The measure narrowly passed the House Health and Human Services Committee Thursday morning with a 7-6 vote. law.
An abortifacient chemical drug is defined in the text of the bill as “mifegyne, mifeprex, mifepristone and any other pharmaceutically equivalent drug”.
Continued:Injunction blocks abortion pill restriction in South Dakota
A new section would classify the performance or attempt of abortion using any chemical drug and the distribution, distribution, distribution, manufacture, prescription, sale or transfer of any chemical abortion drug as a class 6 felony.
That means violators of the proposed law could face up to two years in the state penitentiary or a $4,000 fine, or both, depending on South Dakota law.
National life advocacy groups like Students For Life Action, who testified as supporters at the committee hearing and worked to “protect women and children from chemical abortion” in South Dakota , applauded the total ban on the abortion pill, according to a Liberation press.
Continued:Republican leaders reject Governor Kristi Noem’s proposal to ban fetal heartbeat abortion
Kristi Hamrick, chief media and policy strategist at SFL Action, said in an emailed statement to the Argus chief that “because the FDA has recently and recklessly lowered health and safety standards for pills chemical abortifacients, it is up to heads of state to do the job of protecting women and their unborn children.

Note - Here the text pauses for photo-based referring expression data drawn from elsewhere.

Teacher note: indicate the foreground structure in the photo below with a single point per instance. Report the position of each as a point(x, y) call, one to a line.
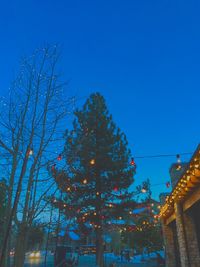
point(180, 215)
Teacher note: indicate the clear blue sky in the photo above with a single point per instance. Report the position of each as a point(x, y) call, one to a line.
point(142, 55)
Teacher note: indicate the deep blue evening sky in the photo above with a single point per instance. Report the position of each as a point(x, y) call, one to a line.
point(142, 55)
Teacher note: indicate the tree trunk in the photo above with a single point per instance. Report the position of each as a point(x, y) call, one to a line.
point(21, 243)
point(99, 248)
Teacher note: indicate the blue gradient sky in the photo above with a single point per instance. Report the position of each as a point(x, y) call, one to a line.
point(143, 56)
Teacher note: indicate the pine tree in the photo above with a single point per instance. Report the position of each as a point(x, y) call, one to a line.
point(98, 172)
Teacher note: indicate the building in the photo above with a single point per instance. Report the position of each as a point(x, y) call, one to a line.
point(180, 215)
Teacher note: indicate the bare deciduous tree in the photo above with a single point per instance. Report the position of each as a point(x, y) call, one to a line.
point(30, 136)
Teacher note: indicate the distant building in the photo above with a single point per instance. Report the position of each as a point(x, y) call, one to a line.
point(180, 215)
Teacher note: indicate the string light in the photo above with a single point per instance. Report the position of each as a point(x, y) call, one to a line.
point(143, 190)
point(92, 161)
point(59, 157)
point(132, 163)
point(85, 181)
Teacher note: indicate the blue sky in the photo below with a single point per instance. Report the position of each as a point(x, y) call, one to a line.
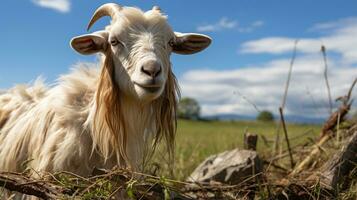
point(249, 56)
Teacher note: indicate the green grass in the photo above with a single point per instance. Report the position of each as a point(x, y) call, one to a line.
point(196, 140)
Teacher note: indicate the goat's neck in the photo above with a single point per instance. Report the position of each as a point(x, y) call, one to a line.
point(139, 128)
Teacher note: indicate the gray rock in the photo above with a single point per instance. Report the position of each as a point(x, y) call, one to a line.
point(231, 167)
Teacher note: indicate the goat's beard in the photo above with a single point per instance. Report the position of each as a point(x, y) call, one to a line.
point(109, 129)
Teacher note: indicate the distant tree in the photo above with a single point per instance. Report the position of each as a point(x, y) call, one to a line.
point(188, 108)
point(265, 116)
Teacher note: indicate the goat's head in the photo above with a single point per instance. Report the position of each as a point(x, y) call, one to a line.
point(140, 44)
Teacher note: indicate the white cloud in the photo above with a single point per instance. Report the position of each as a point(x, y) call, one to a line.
point(340, 38)
point(225, 23)
point(63, 6)
point(220, 91)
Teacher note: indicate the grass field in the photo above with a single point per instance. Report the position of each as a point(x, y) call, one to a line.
point(196, 140)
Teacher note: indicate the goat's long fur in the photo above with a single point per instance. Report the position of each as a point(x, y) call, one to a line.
point(112, 114)
point(52, 128)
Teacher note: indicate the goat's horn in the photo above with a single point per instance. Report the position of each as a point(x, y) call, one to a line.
point(108, 9)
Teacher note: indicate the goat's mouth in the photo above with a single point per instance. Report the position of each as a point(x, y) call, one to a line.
point(149, 88)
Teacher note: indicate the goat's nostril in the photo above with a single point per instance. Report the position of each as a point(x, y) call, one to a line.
point(158, 72)
point(151, 68)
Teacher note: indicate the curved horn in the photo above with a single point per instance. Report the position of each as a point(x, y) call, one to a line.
point(108, 9)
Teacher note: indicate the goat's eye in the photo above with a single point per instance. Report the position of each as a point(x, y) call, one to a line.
point(171, 42)
point(114, 42)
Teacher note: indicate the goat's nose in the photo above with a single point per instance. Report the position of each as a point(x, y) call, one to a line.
point(151, 68)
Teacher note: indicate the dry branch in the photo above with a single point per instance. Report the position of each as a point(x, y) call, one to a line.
point(327, 130)
point(250, 141)
point(337, 169)
point(19, 183)
point(286, 137)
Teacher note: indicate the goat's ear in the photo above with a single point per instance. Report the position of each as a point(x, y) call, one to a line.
point(90, 43)
point(190, 43)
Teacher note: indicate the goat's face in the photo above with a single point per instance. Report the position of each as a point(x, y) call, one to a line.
point(140, 44)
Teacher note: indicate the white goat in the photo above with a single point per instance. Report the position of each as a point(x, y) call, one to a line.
point(106, 116)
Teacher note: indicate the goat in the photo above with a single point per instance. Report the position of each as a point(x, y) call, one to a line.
point(106, 116)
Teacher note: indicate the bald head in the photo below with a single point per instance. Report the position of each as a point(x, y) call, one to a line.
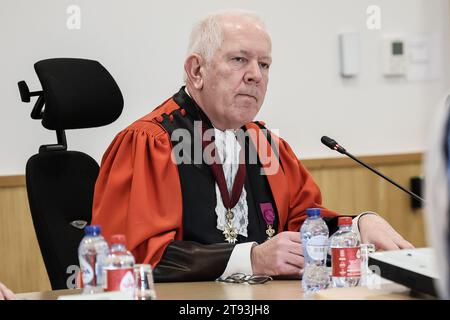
point(207, 34)
point(227, 68)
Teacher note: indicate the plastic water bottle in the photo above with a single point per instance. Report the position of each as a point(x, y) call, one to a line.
point(92, 252)
point(345, 255)
point(119, 267)
point(314, 233)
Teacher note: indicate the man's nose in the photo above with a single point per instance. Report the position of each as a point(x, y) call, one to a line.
point(253, 73)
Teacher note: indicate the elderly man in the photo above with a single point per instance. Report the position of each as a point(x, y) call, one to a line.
point(201, 220)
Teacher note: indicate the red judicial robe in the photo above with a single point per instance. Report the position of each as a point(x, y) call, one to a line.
point(139, 190)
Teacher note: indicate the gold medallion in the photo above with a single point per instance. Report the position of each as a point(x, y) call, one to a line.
point(230, 231)
point(270, 232)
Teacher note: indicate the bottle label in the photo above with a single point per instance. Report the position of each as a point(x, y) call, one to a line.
point(120, 280)
point(317, 247)
point(87, 269)
point(346, 262)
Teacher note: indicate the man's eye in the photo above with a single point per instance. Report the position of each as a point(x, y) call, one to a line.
point(264, 65)
point(238, 59)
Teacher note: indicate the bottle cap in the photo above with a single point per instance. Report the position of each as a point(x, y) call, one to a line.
point(118, 239)
point(313, 212)
point(93, 230)
point(344, 221)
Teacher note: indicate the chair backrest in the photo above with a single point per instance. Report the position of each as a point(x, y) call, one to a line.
point(77, 93)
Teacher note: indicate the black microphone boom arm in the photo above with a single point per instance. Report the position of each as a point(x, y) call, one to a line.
point(332, 144)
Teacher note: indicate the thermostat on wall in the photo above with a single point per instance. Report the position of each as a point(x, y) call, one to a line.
point(394, 57)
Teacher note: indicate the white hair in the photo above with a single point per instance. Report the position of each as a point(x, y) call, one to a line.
point(207, 34)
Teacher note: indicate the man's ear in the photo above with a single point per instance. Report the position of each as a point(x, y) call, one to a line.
point(194, 70)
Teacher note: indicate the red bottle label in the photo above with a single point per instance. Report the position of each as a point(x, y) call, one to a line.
point(120, 280)
point(346, 262)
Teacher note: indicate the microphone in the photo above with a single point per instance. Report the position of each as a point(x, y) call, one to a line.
point(333, 145)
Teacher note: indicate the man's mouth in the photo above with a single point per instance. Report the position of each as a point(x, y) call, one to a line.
point(248, 96)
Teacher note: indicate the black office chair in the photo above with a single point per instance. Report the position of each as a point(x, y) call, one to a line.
point(77, 93)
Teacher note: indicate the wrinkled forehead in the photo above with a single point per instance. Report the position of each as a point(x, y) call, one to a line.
point(245, 35)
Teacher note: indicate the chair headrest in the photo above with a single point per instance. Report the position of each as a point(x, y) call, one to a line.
point(78, 93)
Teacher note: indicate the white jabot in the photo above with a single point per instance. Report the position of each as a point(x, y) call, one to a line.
point(228, 149)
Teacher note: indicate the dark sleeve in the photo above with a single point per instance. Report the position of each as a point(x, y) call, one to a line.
point(192, 261)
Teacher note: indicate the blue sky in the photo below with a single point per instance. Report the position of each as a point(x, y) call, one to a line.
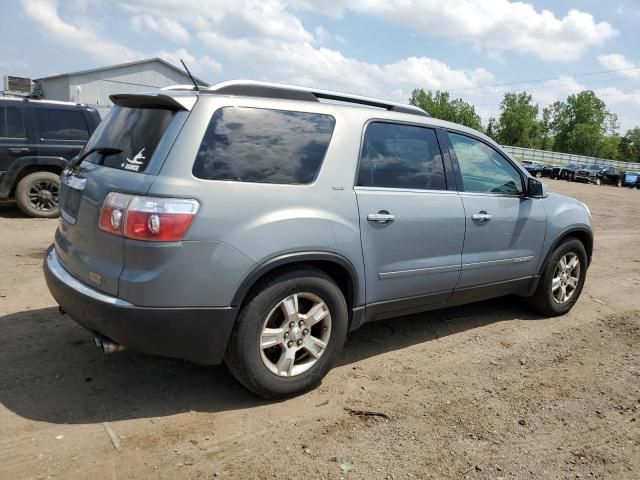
point(551, 48)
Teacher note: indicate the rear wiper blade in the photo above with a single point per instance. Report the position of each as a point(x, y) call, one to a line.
point(104, 151)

“Today, 54% of all abortions are performed with pills before 9 weeks, with a much higher rate of complications and hospitalization than surgical abortion,” Hamrick said in the email. “Even if you support abortion – and Students for Life Action does not – that is no reason to allow women and unborn children to be sacrificed to the corporate interests of Big Abortion Pharma.”
And while SFL Action celebrated the coming together of a “post-Roe America,” abortion rights advocates were frustrated by yet another restriction on abortion access in South Dakota.

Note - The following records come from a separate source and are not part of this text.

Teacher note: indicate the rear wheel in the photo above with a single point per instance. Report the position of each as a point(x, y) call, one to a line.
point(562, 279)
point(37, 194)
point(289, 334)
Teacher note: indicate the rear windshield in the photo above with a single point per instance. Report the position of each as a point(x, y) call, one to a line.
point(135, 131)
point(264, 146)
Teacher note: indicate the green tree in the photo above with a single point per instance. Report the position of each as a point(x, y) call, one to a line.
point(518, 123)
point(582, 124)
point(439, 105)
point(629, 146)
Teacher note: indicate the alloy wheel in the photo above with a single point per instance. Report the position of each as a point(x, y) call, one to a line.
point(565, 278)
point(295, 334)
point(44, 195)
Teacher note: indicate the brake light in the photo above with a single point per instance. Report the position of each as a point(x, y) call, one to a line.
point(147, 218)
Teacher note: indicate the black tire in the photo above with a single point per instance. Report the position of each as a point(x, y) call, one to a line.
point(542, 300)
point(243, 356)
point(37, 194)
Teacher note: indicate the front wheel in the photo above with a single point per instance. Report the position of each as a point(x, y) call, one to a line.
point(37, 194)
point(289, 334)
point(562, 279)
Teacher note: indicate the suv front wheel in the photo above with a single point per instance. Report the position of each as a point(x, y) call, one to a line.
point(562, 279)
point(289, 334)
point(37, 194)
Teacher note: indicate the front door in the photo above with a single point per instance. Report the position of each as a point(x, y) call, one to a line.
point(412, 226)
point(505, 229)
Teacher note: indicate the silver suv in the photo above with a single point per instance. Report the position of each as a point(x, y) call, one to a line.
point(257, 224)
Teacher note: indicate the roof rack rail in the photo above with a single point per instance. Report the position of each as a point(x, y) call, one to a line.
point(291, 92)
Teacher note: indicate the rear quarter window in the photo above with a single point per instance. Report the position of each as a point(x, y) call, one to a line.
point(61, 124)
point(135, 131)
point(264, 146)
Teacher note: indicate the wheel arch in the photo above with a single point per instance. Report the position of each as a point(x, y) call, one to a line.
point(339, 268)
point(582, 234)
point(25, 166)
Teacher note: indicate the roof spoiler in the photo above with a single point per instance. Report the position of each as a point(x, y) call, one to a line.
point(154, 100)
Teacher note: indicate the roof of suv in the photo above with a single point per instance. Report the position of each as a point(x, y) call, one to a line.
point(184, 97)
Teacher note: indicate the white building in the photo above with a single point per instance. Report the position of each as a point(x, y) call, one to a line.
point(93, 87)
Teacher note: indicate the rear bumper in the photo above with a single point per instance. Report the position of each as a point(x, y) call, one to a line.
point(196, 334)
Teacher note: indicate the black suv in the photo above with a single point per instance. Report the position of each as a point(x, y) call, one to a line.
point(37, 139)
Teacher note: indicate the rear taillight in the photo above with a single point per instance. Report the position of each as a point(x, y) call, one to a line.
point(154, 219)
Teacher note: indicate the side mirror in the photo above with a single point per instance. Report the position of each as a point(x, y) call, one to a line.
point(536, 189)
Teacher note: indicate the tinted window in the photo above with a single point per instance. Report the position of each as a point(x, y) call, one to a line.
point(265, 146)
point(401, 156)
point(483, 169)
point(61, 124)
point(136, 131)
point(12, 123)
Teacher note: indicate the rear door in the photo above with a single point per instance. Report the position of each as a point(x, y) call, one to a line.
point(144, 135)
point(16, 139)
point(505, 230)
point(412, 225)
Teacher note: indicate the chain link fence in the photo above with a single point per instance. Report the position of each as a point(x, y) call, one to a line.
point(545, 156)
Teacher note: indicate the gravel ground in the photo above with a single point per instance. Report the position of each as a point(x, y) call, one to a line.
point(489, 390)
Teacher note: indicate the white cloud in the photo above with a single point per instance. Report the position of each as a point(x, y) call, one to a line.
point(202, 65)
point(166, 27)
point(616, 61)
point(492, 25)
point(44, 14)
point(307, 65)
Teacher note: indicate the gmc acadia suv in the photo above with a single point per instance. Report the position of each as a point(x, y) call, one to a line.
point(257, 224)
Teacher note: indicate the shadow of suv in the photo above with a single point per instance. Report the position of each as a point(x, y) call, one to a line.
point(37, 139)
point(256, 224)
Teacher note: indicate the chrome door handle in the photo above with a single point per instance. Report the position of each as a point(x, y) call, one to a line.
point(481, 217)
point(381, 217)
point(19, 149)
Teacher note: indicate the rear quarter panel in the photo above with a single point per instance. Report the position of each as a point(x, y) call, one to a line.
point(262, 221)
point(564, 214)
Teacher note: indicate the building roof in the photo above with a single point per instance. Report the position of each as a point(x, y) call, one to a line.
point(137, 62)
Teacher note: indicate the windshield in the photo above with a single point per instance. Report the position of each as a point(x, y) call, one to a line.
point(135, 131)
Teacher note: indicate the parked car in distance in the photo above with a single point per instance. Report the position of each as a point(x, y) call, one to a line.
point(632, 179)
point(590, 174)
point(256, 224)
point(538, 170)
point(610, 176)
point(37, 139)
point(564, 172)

Continued:Planned Parenthood and ACLU of South Dakota File Lawsuit Against Noem’s Abortion Pill Ban
“South Dakota lawmakers are banning medical abortion due to a wave of misinformation,” said Kristin Hayward, advocacy and development manager for Planned Parenthood South Dakota Action Fund. “Medical abortion is safer than Tylenol. It is common and essential health care for those who choose it, and many pregnant women in South Dakota require medical abortion every year.”
The rule parallels a similar anti-abortion law announced by Noem last month that restricts access to the administration of abortion pills, which must take place in person at Planned Parenthood, a licensed abortion center.
Continued:How will South Dakota enforce Noem’s new abortion pill ban? What do you want to know.
Noem’s abortion rule change originally came out of an executive order and was supposed to go into effect Jan. 27, but was blocked by a federal judge. Planned Parenthood is in court with Noem to challenge this change.
But Noem’s legislation does not completely ban drugs commonly used in medical abortion.
Haugaard and the co-sponsors of the proposed bill were not immediately available for comment.